For the next month, the City of Hamilton will be hearing the public’s thoughts on the implementation of a vacant home tax (VHT) with the hopes of increasing the local supply of affordable housing.
The online survey is Step 2 of a process approved by city council in early July clearing staff to prepare a draft bylaw through public consultation.
Based on city staff reports, an estimated 11,000 Hamilton homes in 2016 private dwellings were unoccupied, with the belief they would be used for speculation purposes.
“We have to take steps to provide more housing units in our community,” Hamilton Mayor Fred Eisenberger said during a general issues committee meeting in July.
“If you get three units back into operations in our community (through the tax), in my mind, that’s a break-even.”
Last week, the Realtors Association of Hamilton-Burlington (RAHB) reported fewer listings in the city for July despite the average sale price going up 18 per cent year over year to $779,486.
“Even though we have fewer active listings and sales, we are also seeing a slight dip in the average sale price. Overall the same story continues and that is the level of inventory remains at critical low levels. We definitely need more supply on the market,” RAHB president Donna Bacher said in a statement.

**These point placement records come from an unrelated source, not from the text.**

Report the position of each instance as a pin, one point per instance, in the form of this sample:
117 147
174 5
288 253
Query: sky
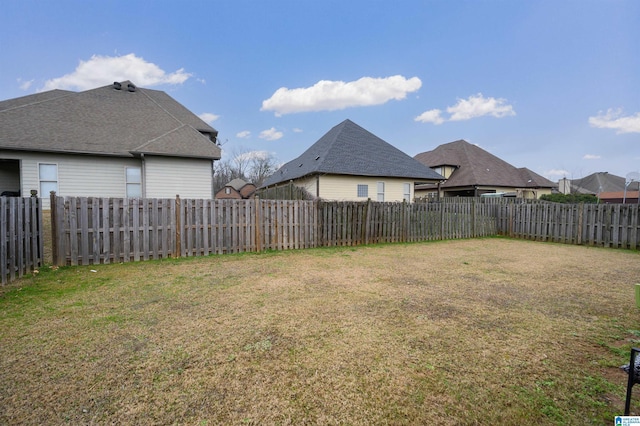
553 86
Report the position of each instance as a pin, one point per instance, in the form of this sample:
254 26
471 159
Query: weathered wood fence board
603 225
21 240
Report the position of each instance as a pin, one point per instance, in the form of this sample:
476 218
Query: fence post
258 226
178 227
53 214
580 219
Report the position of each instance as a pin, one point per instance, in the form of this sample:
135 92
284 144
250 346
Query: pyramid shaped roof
475 166
348 149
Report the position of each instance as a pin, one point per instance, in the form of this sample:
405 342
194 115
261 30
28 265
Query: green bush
570 198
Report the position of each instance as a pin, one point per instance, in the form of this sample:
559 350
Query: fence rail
21 242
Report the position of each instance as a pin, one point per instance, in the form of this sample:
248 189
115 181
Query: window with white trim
380 191
407 192
133 182
48 177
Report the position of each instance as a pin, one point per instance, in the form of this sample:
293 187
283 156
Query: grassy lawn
488 331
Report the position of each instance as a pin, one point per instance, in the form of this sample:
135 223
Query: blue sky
549 85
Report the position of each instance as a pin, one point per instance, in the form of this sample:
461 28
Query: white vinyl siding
167 177
133 176
363 191
47 177
78 175
10 176
380 190
345 188
407 192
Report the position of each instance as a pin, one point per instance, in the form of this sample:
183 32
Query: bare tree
250 166
262 166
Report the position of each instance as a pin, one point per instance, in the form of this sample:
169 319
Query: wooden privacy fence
21 240
105 230
604 225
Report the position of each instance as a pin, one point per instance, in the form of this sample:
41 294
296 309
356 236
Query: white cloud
557 173
208 118
328 95
431 116
271 134
466 109
591 157
25 85
102 70
613 119
478 106
258 155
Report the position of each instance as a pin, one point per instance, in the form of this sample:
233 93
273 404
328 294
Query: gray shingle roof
598 182
475 166
348 149
105 121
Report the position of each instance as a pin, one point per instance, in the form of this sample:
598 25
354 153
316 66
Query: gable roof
475 166
105 121
598 182
237 184
348 149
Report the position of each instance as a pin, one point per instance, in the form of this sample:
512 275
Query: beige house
349 163
471 171
114 141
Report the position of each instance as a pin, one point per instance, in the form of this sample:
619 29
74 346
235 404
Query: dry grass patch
490 331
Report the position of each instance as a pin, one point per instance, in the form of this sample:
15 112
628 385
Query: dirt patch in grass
491 331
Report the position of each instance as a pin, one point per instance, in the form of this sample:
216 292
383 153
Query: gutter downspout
144 176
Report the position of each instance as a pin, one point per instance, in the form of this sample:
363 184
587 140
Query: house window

Meanwhile, the cost to rent in Hamilton has been on the rise, with data from rentals.ca pegging the average cost of a single dwelling in Hamilton at $1,461 per month as of July, with the average two-bedroom at $1,761.
During the same period in 2019, a single bedroom was going for just $1,192 a month, while two bedrooms were going for just $1,329.
Council began looking into the VHT in 2019 after both Toronto and Ottawa pursued the prospect of a one per cent tax on the value of empty residential homes.
Toronto approved a VHT after two years of study in July with the expectation of forcing homeowners to occupy or rent properties. The tool is also expected to discourage purchases solely for speculation purposes.
The Toronto final report and tax bylaw will be prepared for review by the end of 2021.
Hamilton’s council has earmarked Jan. 1, 2023 for start of the bylaw following the current consultation, development of a framework and recommendations set for February 2022.
The city estimates a VHT program will likely cost between $1 million and $1.3 million, offset by between $800,000 and $1.6 million of revenues from levy.
Staff suggested to council that identifying vacant units will be the most challenging piece of the VHT.
The online survey will run from Sept. 7 to 28.